Upon obtaining two federal search warrants, agents met on Feb. 24 to make a plan to search for evidence regarding the possession and attempted smuggling of the endangered gray wolf pelt.

Agents served the two warrants simultaneously at the two residences the next morning and questioned the Whites. Based on Tom White’s admission to killing the wolf and Bill White’s admission that “I lied to you guys,” when questioned about knowledge of the pelt and phone conversations with Brausen, agents seized computers at both houses.
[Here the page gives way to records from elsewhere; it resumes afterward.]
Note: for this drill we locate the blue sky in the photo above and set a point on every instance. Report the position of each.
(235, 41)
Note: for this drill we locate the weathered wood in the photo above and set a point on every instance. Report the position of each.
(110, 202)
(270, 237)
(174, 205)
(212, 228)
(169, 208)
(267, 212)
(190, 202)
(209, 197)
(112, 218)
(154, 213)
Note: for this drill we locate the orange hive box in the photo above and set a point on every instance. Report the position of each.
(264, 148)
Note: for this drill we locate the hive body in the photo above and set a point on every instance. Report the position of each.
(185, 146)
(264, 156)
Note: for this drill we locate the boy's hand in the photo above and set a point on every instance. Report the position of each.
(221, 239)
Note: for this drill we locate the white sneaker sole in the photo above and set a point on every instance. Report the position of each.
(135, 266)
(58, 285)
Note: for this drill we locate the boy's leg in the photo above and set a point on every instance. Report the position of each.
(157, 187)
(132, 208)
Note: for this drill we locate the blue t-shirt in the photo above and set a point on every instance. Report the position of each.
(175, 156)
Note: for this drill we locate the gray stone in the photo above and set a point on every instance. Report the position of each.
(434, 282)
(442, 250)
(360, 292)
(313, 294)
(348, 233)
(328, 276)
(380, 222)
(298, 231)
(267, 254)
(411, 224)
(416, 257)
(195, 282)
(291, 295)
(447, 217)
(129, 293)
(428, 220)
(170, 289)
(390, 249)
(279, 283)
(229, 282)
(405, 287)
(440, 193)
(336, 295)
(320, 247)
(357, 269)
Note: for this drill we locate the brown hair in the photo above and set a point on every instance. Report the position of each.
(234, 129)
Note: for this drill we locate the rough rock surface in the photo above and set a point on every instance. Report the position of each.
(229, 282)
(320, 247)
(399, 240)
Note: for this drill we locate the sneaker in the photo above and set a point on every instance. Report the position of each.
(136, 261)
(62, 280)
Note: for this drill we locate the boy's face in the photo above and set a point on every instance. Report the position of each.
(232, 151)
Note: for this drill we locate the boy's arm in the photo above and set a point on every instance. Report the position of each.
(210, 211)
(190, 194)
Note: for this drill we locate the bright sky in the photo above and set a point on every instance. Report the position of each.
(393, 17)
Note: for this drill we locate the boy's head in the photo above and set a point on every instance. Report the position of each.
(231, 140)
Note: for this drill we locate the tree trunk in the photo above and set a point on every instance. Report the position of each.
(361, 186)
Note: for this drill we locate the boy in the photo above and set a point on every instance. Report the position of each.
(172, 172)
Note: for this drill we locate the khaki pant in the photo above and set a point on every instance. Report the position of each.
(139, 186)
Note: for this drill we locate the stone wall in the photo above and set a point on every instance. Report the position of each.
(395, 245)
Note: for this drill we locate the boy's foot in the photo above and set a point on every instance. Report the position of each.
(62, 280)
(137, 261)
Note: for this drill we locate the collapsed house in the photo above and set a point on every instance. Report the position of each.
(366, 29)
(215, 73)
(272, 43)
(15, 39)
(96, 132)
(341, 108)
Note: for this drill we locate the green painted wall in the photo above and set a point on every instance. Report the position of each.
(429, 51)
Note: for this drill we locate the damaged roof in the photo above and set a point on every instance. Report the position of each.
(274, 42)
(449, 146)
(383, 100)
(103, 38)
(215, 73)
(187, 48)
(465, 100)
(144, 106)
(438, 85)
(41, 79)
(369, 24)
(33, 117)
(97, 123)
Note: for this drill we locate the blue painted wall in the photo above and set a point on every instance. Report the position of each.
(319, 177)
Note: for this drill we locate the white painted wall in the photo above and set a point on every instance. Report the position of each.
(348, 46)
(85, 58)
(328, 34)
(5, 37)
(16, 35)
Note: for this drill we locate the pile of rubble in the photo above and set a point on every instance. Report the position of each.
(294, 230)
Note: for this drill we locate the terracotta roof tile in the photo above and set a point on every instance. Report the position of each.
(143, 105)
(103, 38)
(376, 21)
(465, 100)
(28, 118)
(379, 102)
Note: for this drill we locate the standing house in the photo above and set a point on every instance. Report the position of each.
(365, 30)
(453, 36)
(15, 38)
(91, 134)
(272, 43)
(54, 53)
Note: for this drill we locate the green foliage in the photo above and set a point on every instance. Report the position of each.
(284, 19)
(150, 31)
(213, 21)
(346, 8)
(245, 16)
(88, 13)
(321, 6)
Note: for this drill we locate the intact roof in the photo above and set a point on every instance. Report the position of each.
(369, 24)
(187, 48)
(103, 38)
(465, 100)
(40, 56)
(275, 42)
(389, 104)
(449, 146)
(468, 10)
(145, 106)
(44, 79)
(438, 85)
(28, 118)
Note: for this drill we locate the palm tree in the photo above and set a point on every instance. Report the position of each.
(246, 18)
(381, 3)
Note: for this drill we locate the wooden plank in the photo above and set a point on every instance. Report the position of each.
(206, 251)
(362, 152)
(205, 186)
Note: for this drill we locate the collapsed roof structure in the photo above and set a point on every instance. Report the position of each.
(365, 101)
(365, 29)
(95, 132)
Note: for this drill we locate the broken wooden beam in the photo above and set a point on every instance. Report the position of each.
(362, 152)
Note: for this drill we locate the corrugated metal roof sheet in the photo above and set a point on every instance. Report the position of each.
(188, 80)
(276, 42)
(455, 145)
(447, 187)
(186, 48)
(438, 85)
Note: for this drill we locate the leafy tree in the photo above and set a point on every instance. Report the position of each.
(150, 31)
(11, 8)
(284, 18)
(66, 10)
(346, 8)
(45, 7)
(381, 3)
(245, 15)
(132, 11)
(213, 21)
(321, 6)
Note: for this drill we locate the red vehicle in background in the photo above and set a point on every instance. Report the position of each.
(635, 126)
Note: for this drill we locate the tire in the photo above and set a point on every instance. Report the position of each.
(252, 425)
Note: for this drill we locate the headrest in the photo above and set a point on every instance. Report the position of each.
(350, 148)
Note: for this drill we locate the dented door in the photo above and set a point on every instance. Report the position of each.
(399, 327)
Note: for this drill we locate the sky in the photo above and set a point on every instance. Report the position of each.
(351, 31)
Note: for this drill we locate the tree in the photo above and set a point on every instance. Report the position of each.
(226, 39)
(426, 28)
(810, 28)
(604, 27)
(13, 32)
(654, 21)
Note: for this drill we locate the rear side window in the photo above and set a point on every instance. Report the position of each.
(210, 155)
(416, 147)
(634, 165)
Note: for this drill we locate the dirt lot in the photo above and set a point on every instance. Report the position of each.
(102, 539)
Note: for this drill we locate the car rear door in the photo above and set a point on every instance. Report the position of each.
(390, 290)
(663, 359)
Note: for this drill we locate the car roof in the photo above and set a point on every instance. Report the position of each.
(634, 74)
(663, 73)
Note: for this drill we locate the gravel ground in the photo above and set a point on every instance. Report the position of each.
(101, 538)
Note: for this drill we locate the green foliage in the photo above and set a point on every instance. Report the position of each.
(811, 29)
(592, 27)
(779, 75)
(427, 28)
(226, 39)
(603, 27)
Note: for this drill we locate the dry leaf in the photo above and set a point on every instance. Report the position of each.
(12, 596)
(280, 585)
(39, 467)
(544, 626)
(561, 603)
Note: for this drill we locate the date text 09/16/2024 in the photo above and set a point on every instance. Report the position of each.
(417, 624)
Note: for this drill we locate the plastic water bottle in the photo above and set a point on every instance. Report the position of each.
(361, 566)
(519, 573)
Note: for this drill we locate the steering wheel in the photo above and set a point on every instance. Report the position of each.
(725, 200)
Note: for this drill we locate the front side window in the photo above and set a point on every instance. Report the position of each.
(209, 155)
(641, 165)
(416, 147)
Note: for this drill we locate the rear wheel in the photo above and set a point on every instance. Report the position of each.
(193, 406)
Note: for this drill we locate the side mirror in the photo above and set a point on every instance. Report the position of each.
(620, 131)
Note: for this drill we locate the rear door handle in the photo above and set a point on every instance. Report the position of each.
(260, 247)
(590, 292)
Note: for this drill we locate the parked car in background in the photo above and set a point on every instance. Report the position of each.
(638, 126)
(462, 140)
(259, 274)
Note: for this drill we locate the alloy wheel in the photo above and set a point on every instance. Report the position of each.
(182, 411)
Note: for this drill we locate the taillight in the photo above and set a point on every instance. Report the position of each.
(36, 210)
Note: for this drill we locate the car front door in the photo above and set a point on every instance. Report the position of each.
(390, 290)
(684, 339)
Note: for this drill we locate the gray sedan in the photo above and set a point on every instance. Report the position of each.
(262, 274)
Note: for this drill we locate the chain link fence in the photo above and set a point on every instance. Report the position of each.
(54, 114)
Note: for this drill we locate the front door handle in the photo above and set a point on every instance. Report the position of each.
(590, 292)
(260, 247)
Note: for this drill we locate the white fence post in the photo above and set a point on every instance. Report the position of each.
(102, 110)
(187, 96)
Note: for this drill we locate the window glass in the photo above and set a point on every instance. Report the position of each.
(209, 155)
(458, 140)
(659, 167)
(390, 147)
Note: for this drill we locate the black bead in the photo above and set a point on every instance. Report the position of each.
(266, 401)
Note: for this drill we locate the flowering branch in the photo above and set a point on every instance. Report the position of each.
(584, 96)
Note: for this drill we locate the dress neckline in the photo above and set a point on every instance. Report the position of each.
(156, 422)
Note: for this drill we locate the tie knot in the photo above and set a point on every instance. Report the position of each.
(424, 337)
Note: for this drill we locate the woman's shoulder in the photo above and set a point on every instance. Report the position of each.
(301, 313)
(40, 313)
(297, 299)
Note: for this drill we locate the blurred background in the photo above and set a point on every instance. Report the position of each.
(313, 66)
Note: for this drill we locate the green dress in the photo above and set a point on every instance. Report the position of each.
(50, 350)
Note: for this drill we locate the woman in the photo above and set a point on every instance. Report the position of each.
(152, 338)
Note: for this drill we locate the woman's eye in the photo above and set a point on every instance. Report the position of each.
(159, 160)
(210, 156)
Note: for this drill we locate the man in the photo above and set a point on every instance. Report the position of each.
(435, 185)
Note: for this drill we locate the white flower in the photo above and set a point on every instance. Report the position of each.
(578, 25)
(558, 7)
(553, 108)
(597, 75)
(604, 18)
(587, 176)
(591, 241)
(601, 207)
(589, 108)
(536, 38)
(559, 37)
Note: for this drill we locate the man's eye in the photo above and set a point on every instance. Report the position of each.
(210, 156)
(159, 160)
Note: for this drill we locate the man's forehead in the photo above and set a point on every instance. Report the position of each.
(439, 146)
The state is looking at other evidence that may relate to the possible crimes of unlawful hunting of endangered species, illegal use of body-gripping traps and unlawful hunting of bobcat and/or cougar with the use of dogs. In the court’s affidavit, Sgt. Brown recounts evidence obtained from Bill White’s computer, including what Brown described as an obviously dead adult wolf in two photos, both showing a left front paw severely injured in a way consistent with a trap injury. Brown wrote, “In the background the ground is heavily torn up consistent with my experience of a trapped animal trying to get free and tearing up the ground and vegetation within its reach while in a body-gripping trap.” Washington voters approved an initiative in 2000 that prohibits the use of body-gripping traps except by special permit.

The latest monitoring data on the Lookout Pack placed the two radio-collared wolves moving around in the Lookout Mountain area, according to John Rohrer, Forest Service wildlife biologist and acting ranger for the Methow Valley Ranger District.

“For sure, the radio-collared wolves are alive,” said Rohrer. Wildlife monitoring staff had a visual on three wolves two weeks ago and have more recently tracked four or five wolves over eight miles of terrain for two days. The pack was known to have three adults and six pups in July 2008. “There have been other observations and it could be that individuals have split off from the pack,” said Rohrer.